|FERNANDEZ-BACA, CRISTINA - US Department Of State|
Submitted to: Food and Drug Administration (FDA) Science Forum
Publication Type: Abstract Only
Publication Acceptance Date: 8/31/2021
Publication Date: 8/31/2021
Citation: Barnaby, J.Y., Fernandez-Baca, C.P., McClung, A.M. 2021. Genetic variation in methane emissions in rice alters seasonal profiles of methanogenic microbial communities in anaerobic soils. Food and Drug Administration (FDA) Science Forum. https://jam-2021.virtualpostersession.org/
Technical Abstract: Rice paddies are one of the major global agricultural sources of anthropogenic methane emissions. The warm, water-logged soil found in rice paddies is an ideal condition for methanogenesis. The methanogens in the soil utilize organic matter from rice root exudates and fertilizers in the soil to produce methane. Methane emissions from rice paddies can be mitigated through reduced irrigation practices, but this can increase nitrous oxide emissions, another important greenhouse gas, and decrease grain yield. Key to meeting these challenges is to breed low methane emitting rice cultivars. However, evaluating genetic variation in methane emissions is challenging as measuring gas flux is time-consuming and labor intensive. Rice genetics and the plant-associated soil microbiome are huge untapped resources for addressing this problem. Our research has shown that low and high methane emitting genotypes had contrasting seasonal profiles of two microbial groups which contribute to the biogeochemical methane cycle in soil.
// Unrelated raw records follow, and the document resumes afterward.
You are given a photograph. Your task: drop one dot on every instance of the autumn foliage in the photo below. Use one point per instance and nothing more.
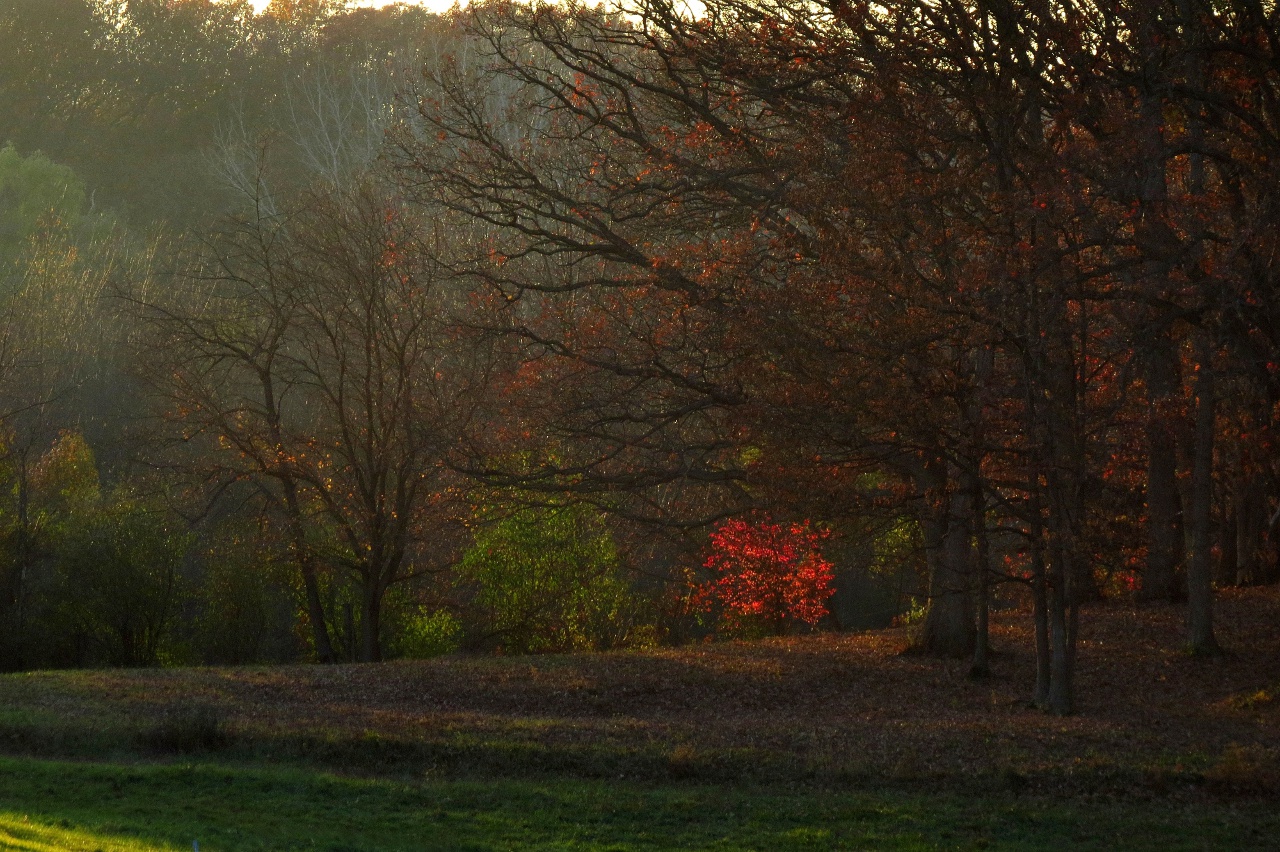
(769, 571)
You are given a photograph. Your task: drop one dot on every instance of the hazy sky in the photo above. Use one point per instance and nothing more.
(439, 5)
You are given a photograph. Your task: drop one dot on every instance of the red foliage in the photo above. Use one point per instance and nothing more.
(768, 569)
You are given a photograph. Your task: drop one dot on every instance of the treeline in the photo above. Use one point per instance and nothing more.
(506, 306)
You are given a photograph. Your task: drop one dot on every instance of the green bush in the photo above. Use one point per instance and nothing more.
(430, 633)
(547, 580)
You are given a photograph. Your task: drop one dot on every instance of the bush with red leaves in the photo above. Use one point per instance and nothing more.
(768, 572)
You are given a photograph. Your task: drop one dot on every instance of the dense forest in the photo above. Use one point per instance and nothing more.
(342, 334)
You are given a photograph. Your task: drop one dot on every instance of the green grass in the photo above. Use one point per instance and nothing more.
(129, 806)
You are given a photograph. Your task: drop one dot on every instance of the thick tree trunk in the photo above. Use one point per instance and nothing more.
(1200, 569)
(370, 622)
(1249, 525)
(1040, 592)
(949, 628)
(981, 667)
(1061, 653)
(1228, 532)
(1164, 504)
(310, 582)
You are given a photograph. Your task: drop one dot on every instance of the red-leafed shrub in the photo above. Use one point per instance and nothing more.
(768, 572)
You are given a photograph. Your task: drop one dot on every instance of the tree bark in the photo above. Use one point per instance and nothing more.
(1164, 503)
(949, 628)
(1200, 571)
(981, 667)
(306, 567)
(370, 622)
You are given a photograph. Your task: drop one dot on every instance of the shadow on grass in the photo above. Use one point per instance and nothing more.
(48, 805)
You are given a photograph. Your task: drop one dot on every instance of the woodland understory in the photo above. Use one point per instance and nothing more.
(336, 334)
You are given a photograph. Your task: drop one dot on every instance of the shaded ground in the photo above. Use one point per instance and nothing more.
(832, 708)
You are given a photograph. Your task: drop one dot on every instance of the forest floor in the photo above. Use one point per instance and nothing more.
(749, 745)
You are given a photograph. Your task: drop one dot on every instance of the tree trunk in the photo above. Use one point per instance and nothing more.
(1200, 569)
(981, 667)
(370, 622)
(1249, 523)
(949, 630)
(1164, 504)
(310, 582)
(1040, 591)
(1226, 572)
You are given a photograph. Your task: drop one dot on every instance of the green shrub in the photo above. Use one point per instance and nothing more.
(547, 580)
(430, 633)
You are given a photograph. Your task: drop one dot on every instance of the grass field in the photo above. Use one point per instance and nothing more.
(805, 743)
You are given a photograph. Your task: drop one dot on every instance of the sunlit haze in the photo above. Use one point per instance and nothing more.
(435, 5)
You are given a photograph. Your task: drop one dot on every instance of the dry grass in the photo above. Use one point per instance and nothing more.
(831, 706)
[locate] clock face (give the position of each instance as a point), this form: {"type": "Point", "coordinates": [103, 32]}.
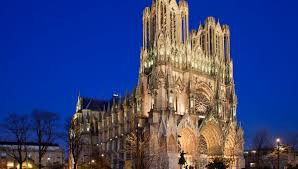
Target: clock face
{"type": "Point", "coordinates": [201, 104]}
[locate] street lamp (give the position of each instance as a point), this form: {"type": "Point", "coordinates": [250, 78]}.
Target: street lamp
{"type": "Point", "coordinates": [278, 145]}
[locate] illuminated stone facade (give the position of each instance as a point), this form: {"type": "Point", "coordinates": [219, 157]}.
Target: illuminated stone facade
{"type": "Point", "coordinates": [185, 97]}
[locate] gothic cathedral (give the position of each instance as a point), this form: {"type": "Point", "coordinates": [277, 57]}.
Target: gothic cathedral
{"type": "Point", "coordinates": [185, 100]}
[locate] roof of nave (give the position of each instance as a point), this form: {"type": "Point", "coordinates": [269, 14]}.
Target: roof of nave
{"type": "Point", "coordinates": [95, 104]}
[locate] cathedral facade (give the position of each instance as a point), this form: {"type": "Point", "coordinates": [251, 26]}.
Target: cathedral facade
{"type": "Point", "coordinates": [185, 99]}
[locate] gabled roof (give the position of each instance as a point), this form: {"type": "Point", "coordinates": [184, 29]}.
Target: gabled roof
{"type": "Point", "coordinates": [94, 104]}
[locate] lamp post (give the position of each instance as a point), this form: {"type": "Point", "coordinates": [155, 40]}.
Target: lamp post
{"type": "Point", "coordinates": [278, 145]}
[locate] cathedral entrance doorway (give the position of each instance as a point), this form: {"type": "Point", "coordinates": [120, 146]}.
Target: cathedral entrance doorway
{"type": "Point", "coordinates": [210, 143]}
{"type": "Point", "coordinates": [189, 144]}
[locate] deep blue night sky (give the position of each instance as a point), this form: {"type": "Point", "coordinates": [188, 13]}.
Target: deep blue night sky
{"type": "Point", "coordinates": [50, 50]}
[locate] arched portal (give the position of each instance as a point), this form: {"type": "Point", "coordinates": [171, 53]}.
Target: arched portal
{"type": "Point", "coordinates": [188, 141]}
{"type": "Point", "coordinates": [211, 134]}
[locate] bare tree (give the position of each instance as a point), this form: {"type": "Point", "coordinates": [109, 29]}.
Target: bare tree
{"type": "Point", "coordinates": [16, 126]}
{"type": "Point", "coordinates": [44, 126]}
{"type": "Point", "coordinates": [261, 141]}
{"type": "Point", "coordinates": [75, 140]}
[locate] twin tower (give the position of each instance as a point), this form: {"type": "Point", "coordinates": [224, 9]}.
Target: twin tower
{"type": "Point", "coordinates": [184, 102]}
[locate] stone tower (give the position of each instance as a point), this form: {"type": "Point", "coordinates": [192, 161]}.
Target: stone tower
{"type": "Point", "coordinates": [185, 98]}
{"type": "Point", "coordinates": [186, 87]}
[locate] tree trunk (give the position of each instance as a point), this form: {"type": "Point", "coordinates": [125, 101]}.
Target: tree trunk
{"type": "Point", "coordinates": [39, 162]}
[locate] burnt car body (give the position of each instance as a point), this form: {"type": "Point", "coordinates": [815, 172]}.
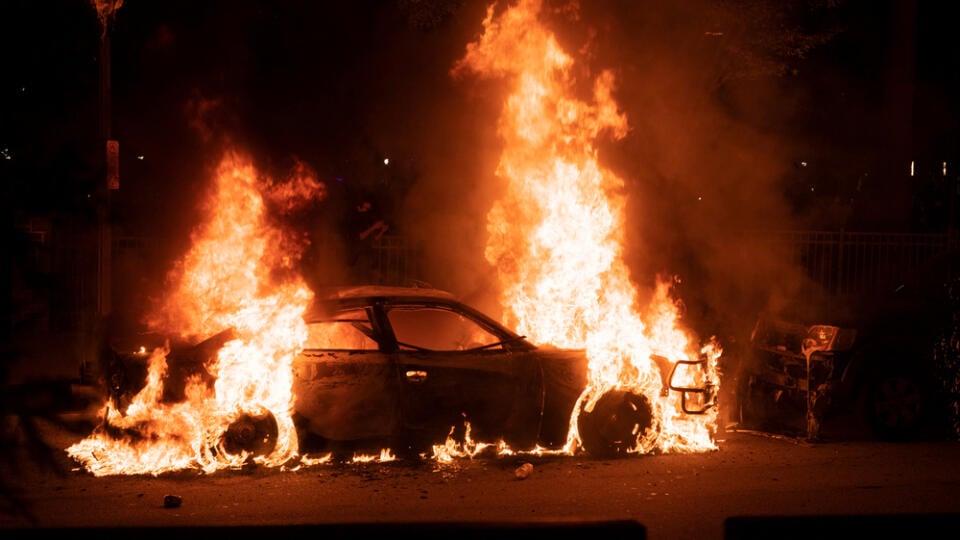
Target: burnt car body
{"type": "Point", "coordinates": [407, 367]}
{"type": "Point", "coordinates": [843, 380]}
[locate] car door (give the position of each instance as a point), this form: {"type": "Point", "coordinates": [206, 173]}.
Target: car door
{"type": "Point", "coordinates": [345, 386]}
{"type": "Point", "coordinates": [454, 372]}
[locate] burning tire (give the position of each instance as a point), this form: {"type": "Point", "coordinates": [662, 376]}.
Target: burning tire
{"type": "Point", "coordinates": [619, 422]}
{"type": "Point", "coordinates": [256, 434]}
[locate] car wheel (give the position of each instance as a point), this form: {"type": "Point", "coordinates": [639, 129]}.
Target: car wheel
{"type": "Point", "coordinates": [619, 422]}
{"type": "Point", "coordinates": [256, 434]}
{"type": "Point", "coordinates": [895, 405]}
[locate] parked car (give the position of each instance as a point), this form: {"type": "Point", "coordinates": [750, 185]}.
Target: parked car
{"type": "Point", "coordinates": [875, 376]}
{"type": "Point", "coordinates": [400, 367]}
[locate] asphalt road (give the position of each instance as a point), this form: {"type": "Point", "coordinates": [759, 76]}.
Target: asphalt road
{"type": "Point", "coordinates": [752, 486]}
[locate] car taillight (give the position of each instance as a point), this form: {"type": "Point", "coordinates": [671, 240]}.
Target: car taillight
{"type": "Point", "coordinates": [822, 336]}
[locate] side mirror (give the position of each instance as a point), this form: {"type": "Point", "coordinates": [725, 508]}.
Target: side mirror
{"type": "Point", "coordinates": [698, 394]}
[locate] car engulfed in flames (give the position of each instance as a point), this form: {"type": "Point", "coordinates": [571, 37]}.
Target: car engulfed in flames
{"type": "Point", "coordinates": [260, 367]}
{"type": "Point", "coordinates": [408, 369]}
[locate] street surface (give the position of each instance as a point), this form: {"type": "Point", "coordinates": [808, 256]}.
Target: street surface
{"type": "Point", "coordinates": [794, 486]}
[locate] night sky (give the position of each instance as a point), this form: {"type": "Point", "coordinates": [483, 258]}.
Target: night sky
{"type": "Point", "coordinates": [731, 126]}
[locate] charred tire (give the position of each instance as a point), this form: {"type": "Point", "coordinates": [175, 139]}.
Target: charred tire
{"type": "Point", "coordinates": [615, 425]}
{"type": "Point", "coordinates": [256, 434]}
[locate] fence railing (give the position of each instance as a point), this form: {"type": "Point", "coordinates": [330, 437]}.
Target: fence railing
{"type": "Point", "coordinates": [852, 266]}
{"type": "Point", "coordinates": [396, 260]}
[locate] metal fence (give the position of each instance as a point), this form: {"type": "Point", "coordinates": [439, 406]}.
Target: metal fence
{"type": "Point", "coordinates": [396, 260]}
{"type": "Point", "coordinates": [850, 266]}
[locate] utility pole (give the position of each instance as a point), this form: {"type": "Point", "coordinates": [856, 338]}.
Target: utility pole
{"type": "Point", "coordinates": [106, 9]}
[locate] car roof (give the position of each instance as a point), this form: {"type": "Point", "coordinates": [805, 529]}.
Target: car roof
{"type": "Point", "coordinates": [371, 291]}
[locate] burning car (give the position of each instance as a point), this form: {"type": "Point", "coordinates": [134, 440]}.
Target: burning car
{"type": "Point", "coordinates": [407, 368]}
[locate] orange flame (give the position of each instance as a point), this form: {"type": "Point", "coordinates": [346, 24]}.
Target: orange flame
{"type": "Point", "coordinates": [237, 275]}
{"type": "Point", "coordinates": [556, 236]}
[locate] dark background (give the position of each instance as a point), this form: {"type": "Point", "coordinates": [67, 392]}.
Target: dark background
{"type": "Point", "coordinates": [745, 115]}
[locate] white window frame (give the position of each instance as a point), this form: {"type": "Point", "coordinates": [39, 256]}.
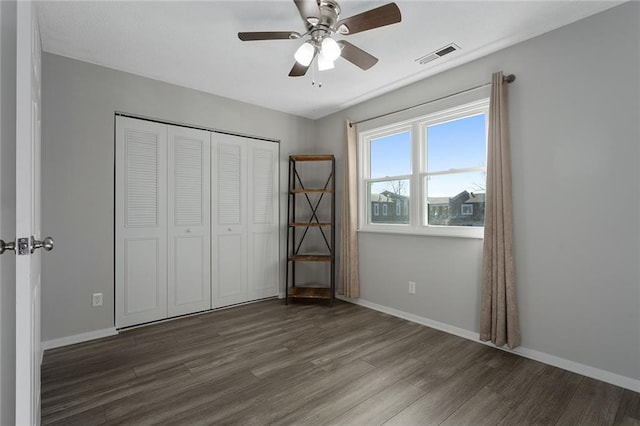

Methanogens, methane-producing bacteria, were low at the early developmental stage, and gradually increased in abundance for the rest of growing season in the low CH4 emitters while they stayed highly abundant throughout the whole growing season in the high CH4 emitters. In contrast, methanotrophs, methane-oxidizing bacteria, were high at the early stage, then gradually decreased in abundance over the growing season in the low CH4 emitters while they remained low for the whole season in the high CH4 emitters. Our research demonstrated that the profile of particular methanogens and methanotrophs identified in this study varies corresponding to the amounts of methane flux driven by rice cultivars. Our results hold promise to use the soil microbial profile as a potential phenotyping tool to select for rice breeding lines having low methane emissions.